Job Market Trends for Truck Driver Jobs

Truck driver jobs have got a lot more complicated in recent times. Globalization and the change in distribution methods has realigned the industry into true supply chain continuum. That’s been good in some ways, driving demand for services, but it’s also created pressure in terms of schedules.

This is a huge industry. It includes a range of job types, including:

  • Light transport and delivery services
  • Specialized truck drivers
  • Driver/sales
  • Heavy truck drivers
  • Long haul drivers
  • Tractor/trailer drivers

Truck driver jobs also include a vast range of types of industry. This is a form of professional specialization, in many cases, particularly dealing with major haulage commercial materials like oil, or other important commercial loads.

Industry growth in the US is expected to be average over the coming decade, but that’s based on an existing large employment base. In practice, the value of truck driver jobs is increasing in an expanding market, so the “average” growth is likely to create significant job opportunities.

For a look at the current job market, check out Class A Drivers, a major US site specializing in the trucking industry.  You can search by state, recruiters, and even on the basis of your experience. The site also includes company listings and a Load Board, available for truckers and suppliers alike.

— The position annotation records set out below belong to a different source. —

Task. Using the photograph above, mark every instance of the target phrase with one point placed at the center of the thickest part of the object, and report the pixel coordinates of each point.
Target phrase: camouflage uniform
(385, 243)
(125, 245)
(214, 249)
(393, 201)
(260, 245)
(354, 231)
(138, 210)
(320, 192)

Career Dynamics and the Truck Driver Job Market

The truck driver job is actually a potentially great business career. Truck driver jobs are often also highly successful businesses. The large number of independent truck businesses are a major employer in their own right, and many are operated by people who were originally truckers themselves. They’ve learned the industry and how to operate a major haulage business.

That’s not the only career stream in the truck driver’s career dynamics. There’s a basic career progression for truck drivers, from the driver’s role to management. This involves business qualifications, often up to MBA level, but the career progression in the supply chain sector is sometimes excellent, and these qualifications increase job mobility across the sector.

The third career stream is a compound of the other two: Contract haulage. This can involve contracts worth millions, at the high end, and the low end contracts can also be excellent multiple revenue streams. You will obviously need a lot of experience in the industry, as well as qualifications to do this kind of work.

If you’re looking at a career in the trucking industry, you can investigate career options in these areas directly through training organizations. Each of these career streams is directly linked in to the basic industry operational process, so you can also get experience in these areas on the job as part of your career development.

Areas of career development include:

  • Supply chain and logistics
  • Business management
  • Administration
  • Systems management
  • Sales
  • Distribution networks
  • Specialist materials handling

You can target specific areas of career training directly through community colleges.